Practical Monitoring with Prometheus & Grafana (Part I)

Yitaek Hwang
4 min readMay 27, 2020

Installing Prometheus + Grafana via Helm in 5 Minutes

Prometheus at Scale: Architecture Considerations

In August 2018, Prometheus joined Kubernetes as the second project to graduate from CNCF and solidified itself as the de facto standard for open source monitoring tool for Kubernetes. From commercial offerings from Sysdig and Weaveworks to Prometheus operator charts from CoreOS and Bitnami, users now have more choices than before to install and deploy Prometheus onto Kubernetes. With so many options, how should one deploy Prometheus for scale?

Operators vs. Helm

If you aren’t familiar with operators, they are software extensions to Kubernetes that package together application-specific custom resources and configurations. For a monitoring bundle that often includes Prometheus (server, alertmanager, push gateway) and Grafana, using a Prometheus operator from CoreOS or Bitnami provides preconfigured alerts and dashboards. It’s a matter of preference to use CoreOS’s kube-prometheus operator, which uses ksonnet or the prometheus-operator Helm chart.

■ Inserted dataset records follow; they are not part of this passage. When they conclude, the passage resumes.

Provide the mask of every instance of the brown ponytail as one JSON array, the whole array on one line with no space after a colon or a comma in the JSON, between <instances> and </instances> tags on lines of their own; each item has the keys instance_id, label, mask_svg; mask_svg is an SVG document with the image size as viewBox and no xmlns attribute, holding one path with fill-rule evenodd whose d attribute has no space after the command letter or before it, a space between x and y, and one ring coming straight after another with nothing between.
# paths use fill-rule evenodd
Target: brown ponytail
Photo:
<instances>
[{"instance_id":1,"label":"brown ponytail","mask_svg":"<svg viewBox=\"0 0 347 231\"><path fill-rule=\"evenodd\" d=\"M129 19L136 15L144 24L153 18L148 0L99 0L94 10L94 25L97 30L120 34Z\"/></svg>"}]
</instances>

There are some known issues for using the prometheus-operator on a private GKE cluster, so if you don’t want to change firewall settings or prefer Bitnami’s charts (perhaps you run their Redis or Postgres charts), then Bitnami’s prometheus-operator chart works great as well.

Personally, I found the operator pattern to be bit heavy on small or workload-specific clusters (e.g. a central cluster to host Vault or ChartMuseum). Prometheus Operators also come with a ton of default rules (e.g. etcd, kube-api-server) that you may be getting via another tool (e.g. Stackdriver for GKE) so you may spend a bit more time refining what you need initially.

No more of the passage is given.